Mais pour le reste l'exposition est formidable, au sens où Echenoz pourrait le dire, on est debout devant et très digne et décontracté mais on se prend des éclairs sur la tête et des coups dans le dos, paf. L'énergie du génie ou le génie de l'énergie, mais quelque chose comme ça qui fonctionne par décharges et crépitements, sur les toiles et sur le très beau grand mur où sont accrochés les dessins sur papier.
G. me montre en quelques mots ce que je voyais sans le voir, les corps translucides et donnant à voir leur machinerie intérieure, laquelle est directement branchée sur la machinerie extérieure, intégrés les branchements, les corps avec organes apparents qui digèrent, tuyaux et tubes souples et engrenages du dedans, corps à rouages lui-même pièce et partie de l'engrenage américain mondial, les nègres qui sont le coton et le sucre de ce monde, et par dessus tout ça la couronne de roi pauvre.



vendredi 29 octobre 2010
le manque de sommeil et le travail monotone les ont rendus flous et confondus


jeudi 28 octobre 2010
Trois jours qui se ressemblent parce que


mercredi 27 octobre 2010
Trois jours qui se ressemblent parce que le manque de sommeil et le travail monotone les ont rendus flous et confondus.
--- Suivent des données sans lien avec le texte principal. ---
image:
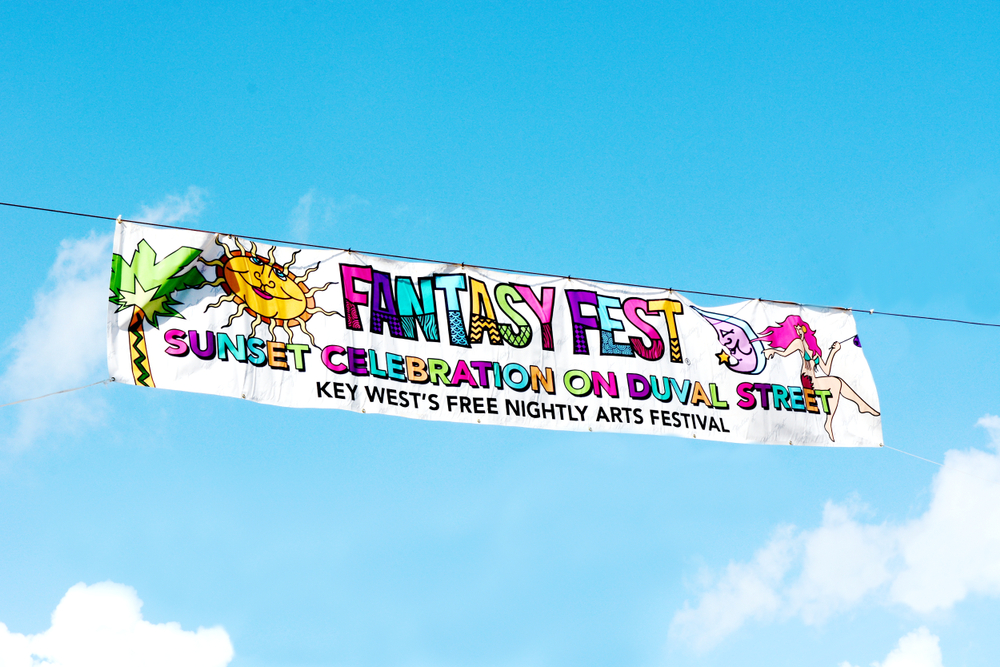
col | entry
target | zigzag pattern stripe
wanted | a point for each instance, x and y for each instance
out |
(140, 360)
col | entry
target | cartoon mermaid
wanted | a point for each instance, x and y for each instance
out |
(795, 335)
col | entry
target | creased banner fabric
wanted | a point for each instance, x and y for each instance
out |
(322, 328)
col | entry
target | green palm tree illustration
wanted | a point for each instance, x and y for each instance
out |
(147, 287)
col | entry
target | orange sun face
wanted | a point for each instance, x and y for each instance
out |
(265, 289)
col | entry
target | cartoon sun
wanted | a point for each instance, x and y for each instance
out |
(266, 289)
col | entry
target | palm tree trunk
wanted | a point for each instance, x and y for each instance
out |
(137, 350)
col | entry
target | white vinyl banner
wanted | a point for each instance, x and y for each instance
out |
(323, 328)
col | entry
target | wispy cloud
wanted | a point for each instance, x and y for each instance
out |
(917, 649)
(929, 563)
(69, 323)
(313, 206)
(102, 625)
(174, 209)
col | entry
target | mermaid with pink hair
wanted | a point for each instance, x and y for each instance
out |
(795, 335)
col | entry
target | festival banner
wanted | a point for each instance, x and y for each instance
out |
(325, 328)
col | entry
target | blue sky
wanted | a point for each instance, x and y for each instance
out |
(840, 155)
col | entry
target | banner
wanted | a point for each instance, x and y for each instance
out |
(322, 328)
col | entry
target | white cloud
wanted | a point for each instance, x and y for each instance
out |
(918, 649)
(63, 343)
(298, 222)
(175, 208)
(102, 626)
(332, 211)
(928, 563)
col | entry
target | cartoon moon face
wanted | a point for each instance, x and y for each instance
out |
(265, 287)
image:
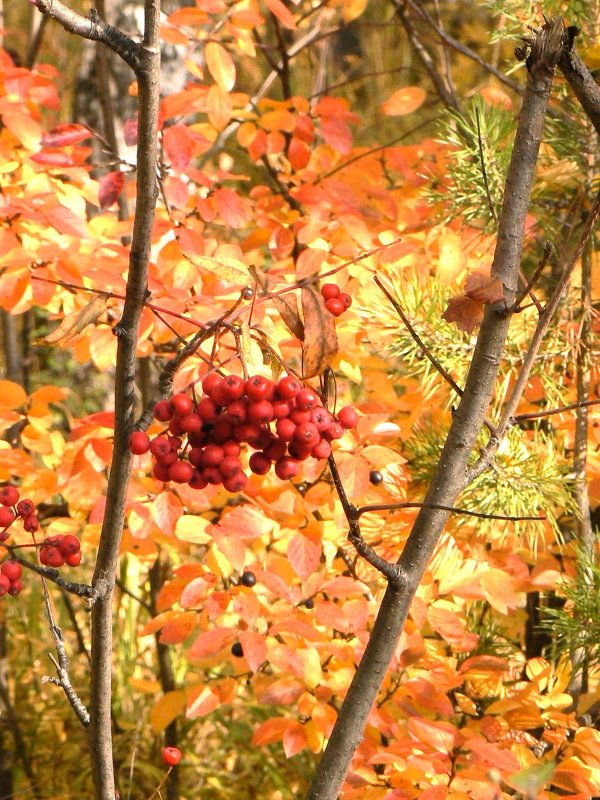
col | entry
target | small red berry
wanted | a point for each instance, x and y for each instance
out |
(25, 508)
(171, 756)
(31, 523)
(12, 570)
(181, 472)
(7, 516)
(211, 382)
(9, 496)
(288, 387)
(286, 468)
(259, 463)
(260, 388)
(181, 404)
(162, 411)
(139, 443)
(347, 417)
(68, 545)
(306, 400)
(161, 472)
(335, 306)
(329, 291)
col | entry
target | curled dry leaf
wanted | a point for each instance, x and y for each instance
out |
(287, 306)
(76, 321)
(320, 339)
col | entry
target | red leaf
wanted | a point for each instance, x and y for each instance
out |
(69, 133)
(236, 211)
(111, 186)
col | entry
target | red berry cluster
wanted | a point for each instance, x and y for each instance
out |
(336, 302)
(10, 578)
(11, 508)
(284, 422)
(56, 551)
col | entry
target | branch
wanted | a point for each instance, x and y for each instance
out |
(467, 423)
(92, 28)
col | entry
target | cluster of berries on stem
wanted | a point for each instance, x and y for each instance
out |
(285, 423)
(336, 301)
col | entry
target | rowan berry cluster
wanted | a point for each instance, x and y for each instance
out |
(336, 301)
(10, 578)
(11, 507)
(285, 423)
(56, 551)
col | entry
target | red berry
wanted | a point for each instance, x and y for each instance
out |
(161, 472)
(212, 455)
(54, 558)
(230, 466)
(161, 446)
(259, 463)
(31, 523)
(260, 412)
(288, 387)
(197, 480)
(321, 450)
(181, 472)
(73, 559)
(207, 409)
(9, 495)
(12, 570)
(260, 388)
(191, 423)
(212, 382)
(69, 545)
(181, 404)
(25, 508)
(162, 411)
(171, 756)
(329, 291)
(7, 516)
(236, 483)
(139, 443)
(347, 417)
(307, 434)
(233, 387)
(285, 429)
(286, 468)
(335, 306)
(306, 399)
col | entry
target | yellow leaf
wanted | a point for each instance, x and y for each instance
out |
(166, 709)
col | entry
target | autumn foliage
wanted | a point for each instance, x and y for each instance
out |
(266, 608)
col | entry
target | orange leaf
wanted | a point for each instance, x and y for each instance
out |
(283, 14)
(304, 554)
(404, 101)
(220, 65)
(320, 338)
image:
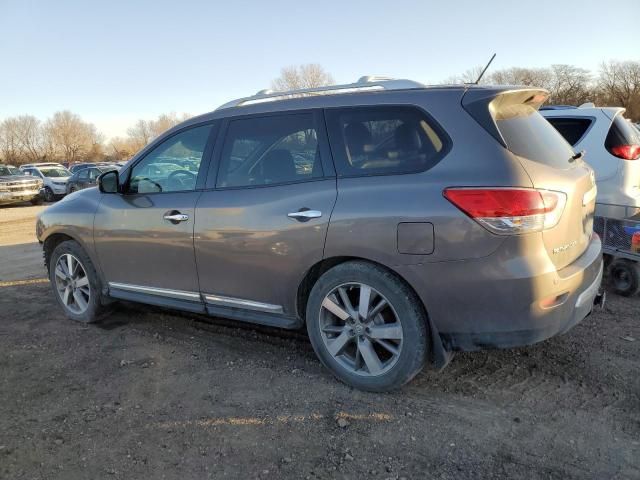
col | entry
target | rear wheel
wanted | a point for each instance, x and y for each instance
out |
(75, 283)
(625, 276)
(367, 326)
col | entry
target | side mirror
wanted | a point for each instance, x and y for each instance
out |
(109, 182)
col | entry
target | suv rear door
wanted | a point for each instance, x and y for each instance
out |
(262, 224)
(144, 236)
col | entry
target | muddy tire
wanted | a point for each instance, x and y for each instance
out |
(75, 283)
(367, 326)
(624, 277)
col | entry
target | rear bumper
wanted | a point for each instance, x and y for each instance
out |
(512, 298)
(560, 323)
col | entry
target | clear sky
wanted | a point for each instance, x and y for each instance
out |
(116, 61)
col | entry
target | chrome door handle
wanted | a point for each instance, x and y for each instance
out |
(176, 217)
(305, 214)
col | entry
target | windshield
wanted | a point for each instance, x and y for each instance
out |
(55, 172)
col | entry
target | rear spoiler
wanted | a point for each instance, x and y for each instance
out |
(485, 104)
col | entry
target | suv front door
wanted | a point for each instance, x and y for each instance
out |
(144, 236)
(264, 224)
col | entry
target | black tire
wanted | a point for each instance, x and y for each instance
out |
(49, 195)
(624, 276)
(96, 308)
(409, 312)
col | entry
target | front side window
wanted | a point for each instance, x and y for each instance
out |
(94, 173)
(383, 140)
(173, 165)
(270, 150)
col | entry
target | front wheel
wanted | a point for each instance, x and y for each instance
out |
(367, 327)
(75, 283)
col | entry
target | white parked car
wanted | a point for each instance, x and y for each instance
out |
(54, 177)
(612, 148)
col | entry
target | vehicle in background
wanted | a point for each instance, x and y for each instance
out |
(86, 177)
(54, 177)
(612, 146)
(398, 222)
(16, 187)
(80, 165)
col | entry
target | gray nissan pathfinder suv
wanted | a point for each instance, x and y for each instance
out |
(398, 222)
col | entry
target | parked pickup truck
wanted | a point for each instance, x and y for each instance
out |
(16, 187)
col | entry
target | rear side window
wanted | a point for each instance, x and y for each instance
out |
(529, 135)
(383, 140)
(572, 129)
(270, 150)
(621, 133)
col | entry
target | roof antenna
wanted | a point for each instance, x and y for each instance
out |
(484, 70)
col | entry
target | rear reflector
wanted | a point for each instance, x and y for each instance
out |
(509, 211)
(626, 152)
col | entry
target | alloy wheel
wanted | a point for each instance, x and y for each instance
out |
(72, 284)
(361, 329)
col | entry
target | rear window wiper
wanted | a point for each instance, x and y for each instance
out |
(577, 156)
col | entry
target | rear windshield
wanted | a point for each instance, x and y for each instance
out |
(572, 129)
(621, 133)
(529, 135)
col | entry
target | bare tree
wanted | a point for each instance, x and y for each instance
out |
(30, 137)
(10, 142)
(144, 131)
(139, 134)
(619, 84)
(296, 77)
(73, 138)
(569, 85)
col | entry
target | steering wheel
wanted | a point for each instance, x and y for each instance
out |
(173, 177)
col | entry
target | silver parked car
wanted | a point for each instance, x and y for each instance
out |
(16, 187)
(399, 223)
(612, 144)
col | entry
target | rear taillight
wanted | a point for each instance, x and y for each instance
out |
(509, 211)
(635, 242)
(626, 152)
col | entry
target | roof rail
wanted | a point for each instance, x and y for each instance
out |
(364, 84)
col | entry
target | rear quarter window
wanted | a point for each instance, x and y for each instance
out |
(384, 140)
(528, 134)
(572, 129)
(621, 133)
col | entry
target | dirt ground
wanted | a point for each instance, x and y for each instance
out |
(156, 394)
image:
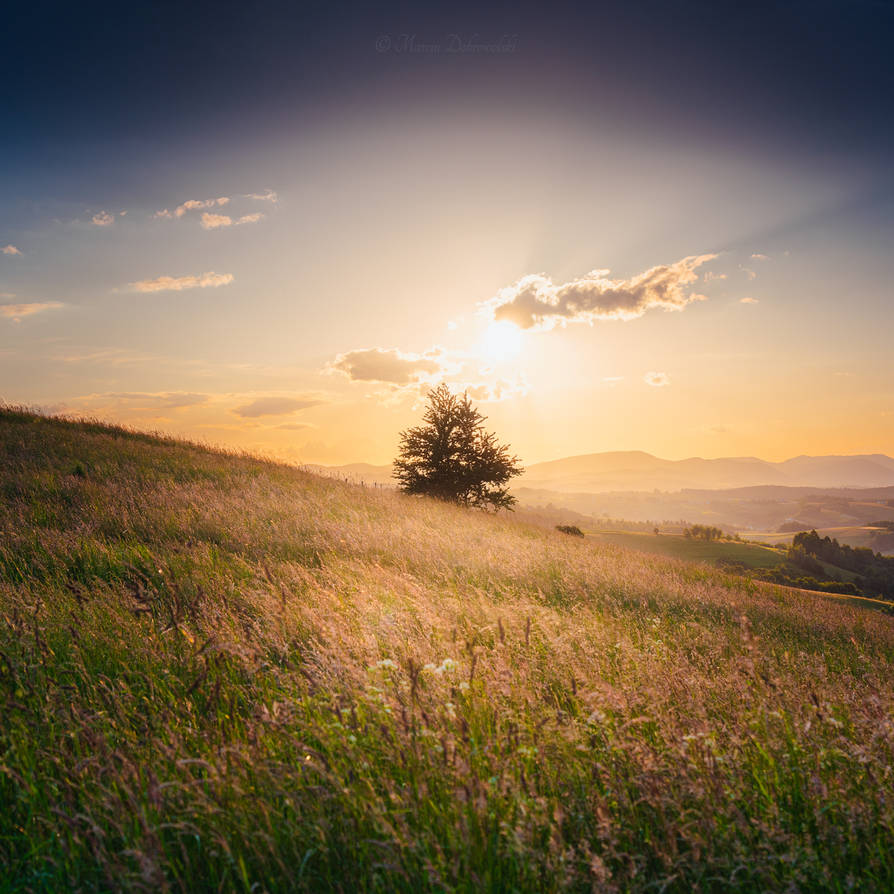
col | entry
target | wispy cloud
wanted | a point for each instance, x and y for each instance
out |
(16, 312)
(390, 366)
(274, 406)
(192, 205)
(168, 400)
(179, 283)
(536, 302)
(215, 221)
Les jours ne se distinguent que par le film que je regarde le soir à moitié dormant. Un soir Les Ailes du désir, un autre soir les courts métrages de Luc Moullet, un autre soir le King Kong de Peter Jackson, dans une version screener où l'on entend les cris du public dans les scènes effrayantes et les rires juste après (la trouille fait plaisir).


mardi 26 octobre 2010
Retour à Paris. Le plaisir du voyage en train, seul, avec ses idées décousues et des livres, et des inconnus. Personne ne semble se rendre compte de la précarité de la situation, et fait mine d'être dans le train comme chez soi. Dans cette nef de fous bien élevés, lancée à trois cents kilomètres heure dans la campagne toute noire, lu un peu de Descartes pour le cinématographe.



lundi 25 octobre 2010



dimanche 24 octobre 2010



samedi 23 octobre 2010



vendredi 22 octobre 2010
Journée de congé sur un coup de tête et balade dans Paris, je cherche un robe pour une femme, en déjeunant dans un café je lis un peu L'Éternité par les astres d'Auguste Blanqui, et plus tard dans la journée ce sera encore son nom dans un article d'Éric.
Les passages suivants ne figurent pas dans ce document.